According to the article, there are two ways people deal with past trauma:

  1. They own it and make sure that no-one else in their lives ever has to suffer the way they did
  2. They want everyone else they come in contact with to know about their trauma and horrible circumstances because it’s not fair that they went through it and others didn’t.

The first way perfectly describes many in my families of birth and of marriage–including my Dad–and their military experiences in the Second World War, which they almost never talked about.

Have I known the second sort of person?  Yes, I have.  Even worse, I have known the sort of person who wants to make sure everyone he comes in contact with knows about his trauma, and who then does his best to inflict various kinds of trauma on those around him, even his family and friends, just to make them suffer as he has had to.

Yes I have.

That’s incredibly unhealthy for all concerned.  And–in the ruined familial and friendship relationships that fall out from it–it’s incredibly sad.  Sometimes, it’s just a friendship–not much invested there. (Perhaps–you be the judge–I might differ.) Sometimes, it’s a job–money, status and, again, friendship and loyalty.  Sometimes, it’s a family.  Wives, daughters, others.

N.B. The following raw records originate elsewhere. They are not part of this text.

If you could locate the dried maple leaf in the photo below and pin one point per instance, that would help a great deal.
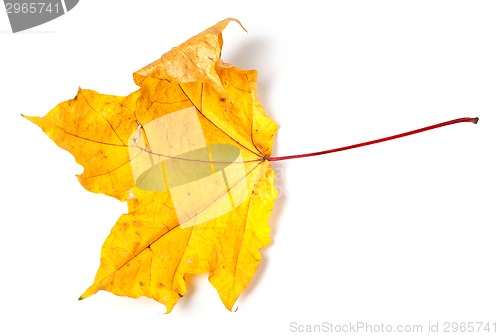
(187, 151)
(190, 151)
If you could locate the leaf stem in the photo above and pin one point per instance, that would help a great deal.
(446, 123)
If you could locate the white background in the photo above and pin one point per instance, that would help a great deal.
(396, 233)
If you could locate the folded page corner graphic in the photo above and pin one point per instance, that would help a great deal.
(25, 14)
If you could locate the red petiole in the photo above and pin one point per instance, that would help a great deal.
(428, 128)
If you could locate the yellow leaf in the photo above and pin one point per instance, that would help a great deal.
(188, 152)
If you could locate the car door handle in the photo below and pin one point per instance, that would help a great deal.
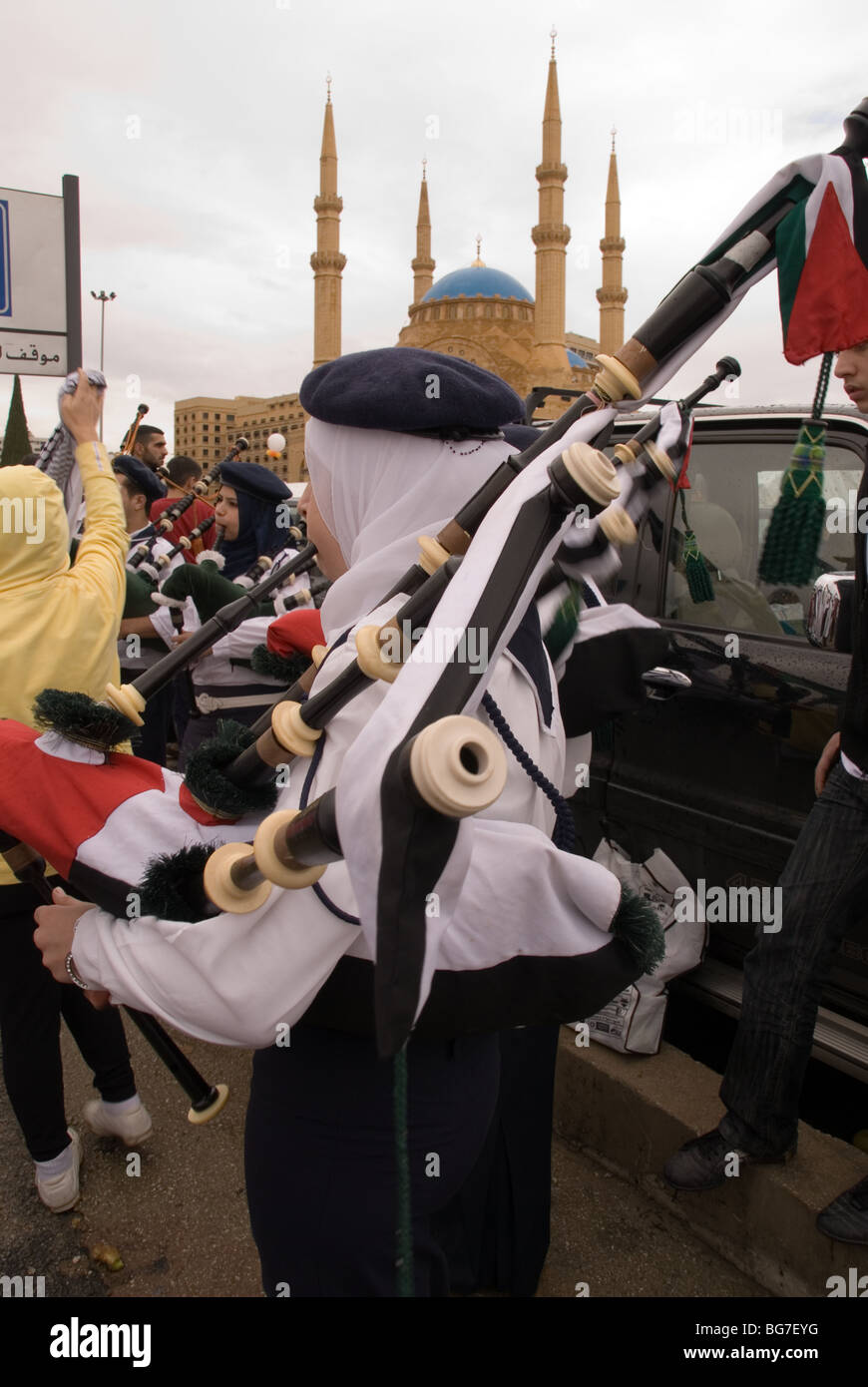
(661, 683)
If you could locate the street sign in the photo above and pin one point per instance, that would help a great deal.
(40, 281)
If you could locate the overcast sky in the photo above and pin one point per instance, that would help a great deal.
(196, 125)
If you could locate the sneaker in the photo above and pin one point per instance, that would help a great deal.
(131, 1127)
(61, 1191)
(703, 1162)
(846, 1218)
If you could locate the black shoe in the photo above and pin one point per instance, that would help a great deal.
(846, 1218)
(708, 1159)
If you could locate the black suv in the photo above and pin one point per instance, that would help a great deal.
(719, 771)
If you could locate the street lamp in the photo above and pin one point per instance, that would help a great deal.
(103, 298)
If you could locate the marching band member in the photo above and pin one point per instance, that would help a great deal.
(252, 512)
(150, 447)
(184, 475)
(139, 490)
(319, 1138)
(57, 629)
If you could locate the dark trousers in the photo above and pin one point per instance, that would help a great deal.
(320, 1156)
(495, 1232)
(824, 889)
(31, 1006)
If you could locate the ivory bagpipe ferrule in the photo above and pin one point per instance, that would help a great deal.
(455, 765)
(185, 543)
(131, 697)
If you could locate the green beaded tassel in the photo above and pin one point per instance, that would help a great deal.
(694, 566)
(789, 552)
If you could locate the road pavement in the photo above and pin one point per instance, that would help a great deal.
(181, 1223)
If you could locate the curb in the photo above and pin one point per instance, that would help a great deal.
(633, 1112)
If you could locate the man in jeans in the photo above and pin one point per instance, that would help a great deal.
(824, 889)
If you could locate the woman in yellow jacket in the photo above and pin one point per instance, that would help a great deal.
(59, 629)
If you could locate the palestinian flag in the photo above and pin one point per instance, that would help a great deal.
(822, 262)
(821, 251)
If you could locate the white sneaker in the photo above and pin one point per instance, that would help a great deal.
(131, 1127)
(61, 1191)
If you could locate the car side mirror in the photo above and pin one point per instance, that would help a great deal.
(829, 622)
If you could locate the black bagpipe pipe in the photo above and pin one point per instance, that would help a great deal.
(291, 727)
(206, 1099)
(211, 591)
(200, 488)
(131, 699)
(185, 543)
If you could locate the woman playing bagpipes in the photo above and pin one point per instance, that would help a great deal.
(252, 512)
(59, 627)
(320, 1168)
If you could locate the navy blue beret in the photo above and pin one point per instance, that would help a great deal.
(254, 479)
(409, 390)
(141, 477)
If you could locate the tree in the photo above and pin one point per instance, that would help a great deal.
(17, 440)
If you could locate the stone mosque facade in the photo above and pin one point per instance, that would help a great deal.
(474, 312)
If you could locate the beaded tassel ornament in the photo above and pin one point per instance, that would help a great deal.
(795, 530)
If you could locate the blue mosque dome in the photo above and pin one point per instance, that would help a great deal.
(477, 279)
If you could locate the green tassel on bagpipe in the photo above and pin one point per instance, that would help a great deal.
(694, 565)
(696, 570)
(795, 532)
(565, 625)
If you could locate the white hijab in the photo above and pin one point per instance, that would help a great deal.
(377, 491)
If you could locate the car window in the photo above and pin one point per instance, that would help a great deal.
(725, 515)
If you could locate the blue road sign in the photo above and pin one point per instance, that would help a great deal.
(6, 283)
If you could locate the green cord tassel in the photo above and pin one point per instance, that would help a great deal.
(694, 565)
(565, 625)
(795, 532)
(404, 1261)
(696, 570)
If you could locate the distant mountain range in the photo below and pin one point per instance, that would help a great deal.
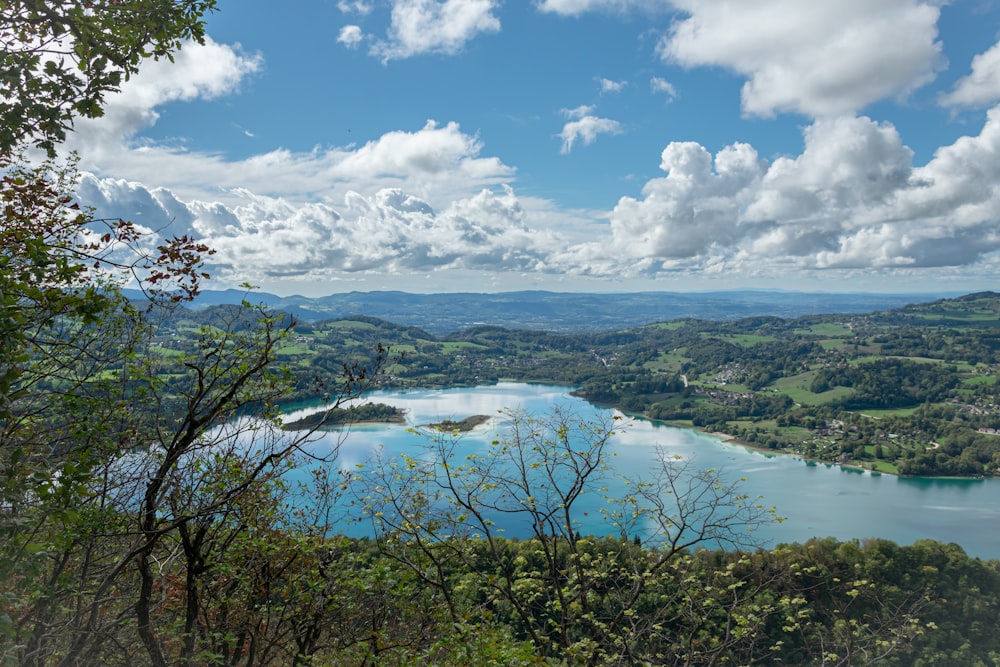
(565, 311)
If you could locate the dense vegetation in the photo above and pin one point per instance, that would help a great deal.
(148, 517)
(338, 416)
(910, 391)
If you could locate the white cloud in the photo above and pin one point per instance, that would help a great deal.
(429, 26)
(354, 7)
(982, 86)
(437, 162)
(579, 112)
(852, 201)
(350, 36)
(199, 71)
(587, 129)
(391, 231)
(660, 85)
(609, 86)
(577, 7)
(847, 54)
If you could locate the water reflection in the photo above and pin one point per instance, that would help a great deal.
(815, 499)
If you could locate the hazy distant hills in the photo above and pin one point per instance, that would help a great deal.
(566, 311)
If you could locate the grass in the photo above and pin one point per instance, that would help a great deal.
(827, 329)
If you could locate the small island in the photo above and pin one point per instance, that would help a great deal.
(462, 426)
(335, 417)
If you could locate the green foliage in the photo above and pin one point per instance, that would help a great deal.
(61, 57)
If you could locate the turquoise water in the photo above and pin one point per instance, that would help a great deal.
(816, 500)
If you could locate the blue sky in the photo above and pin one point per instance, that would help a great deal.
(570, 145)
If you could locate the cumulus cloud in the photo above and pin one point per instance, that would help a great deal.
(851, 201)
(609, 86)
(428, 26)
(585, 127)
(982, 86)
(577, 7)
(354, 7)
(438, 162)
(848, 54)
(350, 36)
(390, 231)
(199, 71)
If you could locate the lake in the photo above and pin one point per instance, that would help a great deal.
(817, 500)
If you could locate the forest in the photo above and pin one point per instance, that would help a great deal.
(149, 514)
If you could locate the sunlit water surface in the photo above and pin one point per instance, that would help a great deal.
(816, 500)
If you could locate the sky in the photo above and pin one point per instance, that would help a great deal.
(325, 146)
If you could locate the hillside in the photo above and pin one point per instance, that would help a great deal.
(909, 391)
(563, 312)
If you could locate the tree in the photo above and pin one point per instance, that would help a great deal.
(575, 597)
(61, 57)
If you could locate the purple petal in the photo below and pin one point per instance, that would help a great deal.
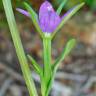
(48, 18)
(23, 12)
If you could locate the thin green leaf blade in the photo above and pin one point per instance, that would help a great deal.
(35, 22)
(69, 14)
(61, 6)
(35, 65)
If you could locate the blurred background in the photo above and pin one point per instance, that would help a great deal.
(77, 73)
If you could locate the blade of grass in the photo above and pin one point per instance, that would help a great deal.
(61, 7)
(19, 48)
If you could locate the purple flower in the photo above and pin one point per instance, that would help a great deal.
(48, 19)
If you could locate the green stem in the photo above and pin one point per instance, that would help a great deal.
(19, 48)
(47, 65)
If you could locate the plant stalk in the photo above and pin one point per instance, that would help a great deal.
(19, 48)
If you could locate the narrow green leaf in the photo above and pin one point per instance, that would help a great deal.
(70, 45)
(19, 48)
(35, 65)
(64, 53)
(61, 6)
(35, 22)
(69, 14)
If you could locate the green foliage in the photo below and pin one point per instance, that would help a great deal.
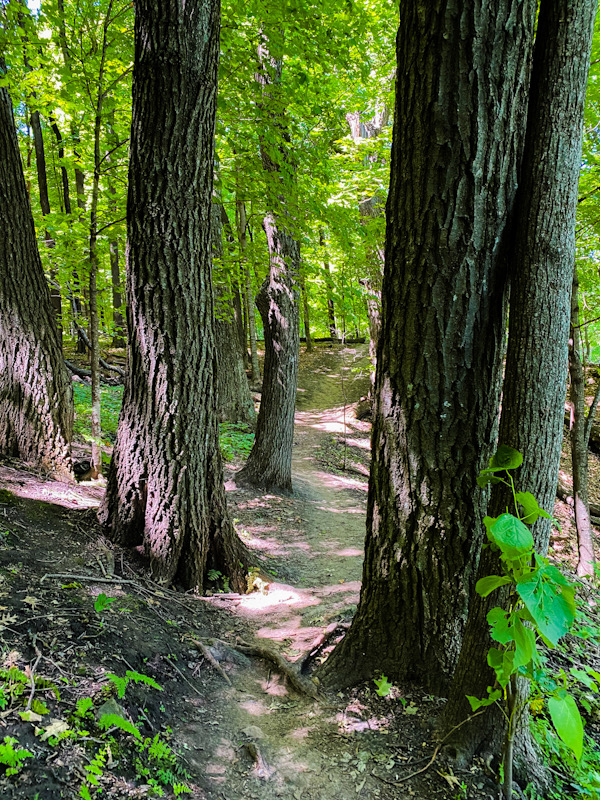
(13, 758)
(541, 605)
(235, 441)
(136, 677)
(384, 687)
(111, 399)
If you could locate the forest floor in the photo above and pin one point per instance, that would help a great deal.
(78, 614)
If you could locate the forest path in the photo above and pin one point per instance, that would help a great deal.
(311, 544)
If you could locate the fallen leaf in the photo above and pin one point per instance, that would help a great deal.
(56, 727)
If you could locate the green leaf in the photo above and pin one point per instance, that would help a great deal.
(114, 720)
(525, 649)
(506, 458)
(511, 536)
(531, 508)
(485, 586)
(500, 628)
(567, 721)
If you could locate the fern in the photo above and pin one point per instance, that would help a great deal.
(139, 677)
(109, 720)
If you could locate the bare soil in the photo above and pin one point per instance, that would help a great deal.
(239, 727)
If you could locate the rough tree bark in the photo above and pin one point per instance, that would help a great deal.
(461, 91)
(581, 427)
(165, 491)
(269, 464)
(242, 224)
(36, 396)
(536, 364)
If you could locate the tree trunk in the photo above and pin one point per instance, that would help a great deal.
(536, 364)
(165, 490)
(269, 464)
(329, 287)
(241, 221)
(461, 88)
(115, 267)
(36, 396)
(580, 430)
(306, 312)
(234, 400)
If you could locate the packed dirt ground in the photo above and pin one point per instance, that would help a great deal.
(75, 610)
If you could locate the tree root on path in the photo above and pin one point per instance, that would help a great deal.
(288, 670)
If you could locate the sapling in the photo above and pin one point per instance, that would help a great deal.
(540, 607)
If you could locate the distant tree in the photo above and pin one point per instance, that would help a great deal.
(165, 490)
(269, 464)
(36, 395)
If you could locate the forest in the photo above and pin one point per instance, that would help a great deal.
(299, 373)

All ripped to bits because a man allowed his smallminded vindictiveness to overcome him, and he refused to seek help.

In no case, does it matter a damn to the narcissist, whose overweening need for sycophantic idealization and never-ending adulation knowns no bounds and is unconstrained by its effect on others–those whom the narcissist deems insignificant and whom he has used–falsely–to gin up sympathy for his cause.

Yes.  I’ve been taken in.

No mas. 

Lord, I hope and pray that all those in need of help will find it.  And that all those for whom a toadying, ego-inflating, driveling codependency is the worst possible thing (one of the reasons I view Leaving Las Vegas as perhaps the most evil, in its premise, movie that’s ever been screened) will wake up one day–even if they are at an alcohol-dependent, drug-dependent, sex-dependent, ego-driven. self-destructive, rock-bottom– recognize who their real friends have always been, and start to climb their way out of the narcissistic and pernicious little septic tank they’ve been living in for the last many years.  May they find the light.

Do I expect that, at least WRT people of this sort that I know?

No.  I do not.

But, as Mr. Right used to say of himself, in the punchline to an ethnic joke that only he could have told, “I’m too dumb to be a pessimist.”

And so I live in hope.

For them.  Because my life, with all its ups and downs, and joys and sorrow, is one I wouldn’t change.

Don’t doubt me.  I’m fine,  Some of you?  Not so much, I think.

The next move is on you.

Best of luck, dear friends, whoever, and wherever, you are.